This project implements various reinforcement learning algorithms to solve the CartPole environment from OpenAI Gym (now Gymnasium). It supports training, evaluation, and hyperparameter tuning for different algorithms.
Note: This project was built for self-instructional and experimentation purposes with extensive assistance from various Large Language Models (LLMs).
- Supported Algorithms
- Installation
- Miniconda Setup
- Usage
- Configuration
- Key Components
- Logging and Visualization
- Contributing
- License
- Q-Learning
- SARSA
- Expected SARSA
- Q-Learning with Eligibility Traces (Q(λ))
- SARSA with Eligibility Traces (SARSA(λ))
- True Online SARSA(λ)
- Clone this repository:
git clone https://github.com/tsilva/gym-simple-rl.git
cd gym-simple-rl
-
Install Miniconda:
- Visit the Miniconda website and download the appropriate installer for your operating system.
- Follow the installation instructions for your platform.
-
Create a new Conda environment:
conda env create -f environment.yml
- Activate the new environment:
conda activate gym-simple-rl
The script can be run in three modes:
Train an agent using a specific algorithm:
python gym_simple_rl.py train --algo <algorithm_name> --seeds <seed_values>
Example:
python gym_simple_rl.py train --algo qlearning --seeds 123
Evaluate a trained model:
python gym_simple_rl.py eval --model_path <path_to_model>
Example:
python gym_simple_rl.py eval --model_path output/best_cartpole_model.npy
Perform hyperparameter optimization:
python gym_simple_rl.py tune --study_name <study_name> --seeds <seed_values> --n_trials <num_trials> --algo <algorithm_name>
Example:
python gym_simple_rl.py tune --study_name sarsa_study --seeds 123 456 789 --n_trials 100 --algo sarsa
Additional arguments:
--n_timesteps
: Number of timesteps for training (default: 500,000)--trial_prune_interval
: Interval for pruning trials in Optuna (default: 500)
The script uses a configuration dictionary to set various parameters. You can modify these in the config
dictionary within the script:
- Environment ID
- State discretization settings
- Learning parameters (learning rate, discount factor, etc.)
- Exploration parameters (epsilon min/max, decay rate)

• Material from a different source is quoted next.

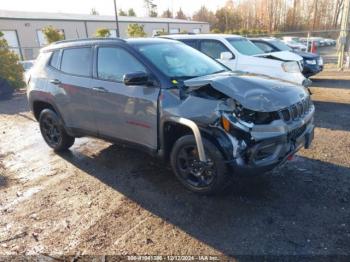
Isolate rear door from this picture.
[48,46,97,133]
[92,45,160,149]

- Algorithm-specific parameters (e.g., λ for eligibility trace methods)
- State Discretization: Converts continuous state space to discrete for tabular methods.
- Action Selection: Implements ε-greedy policy for exploration-exploitation balance.
- Learning Functions: Separate functions for each supported algorithm.
- Training Loop: Implements the main training process for all algorithms.
- Evaluation: Renders the environment to visualize trained agent's performance.
- Hyperparameter Tuning: Uses Optuna for optimizing hyperparameters.
- Console logging using the
logging
module. - TensorBoard logging for training metrics.
- Optional plotting of mean rewards over episodes.
To view TensorBoard logs:
tensorboard --logdir=runs/cartpole
This project is licensed under the MIT License - see the LICENSE file for details.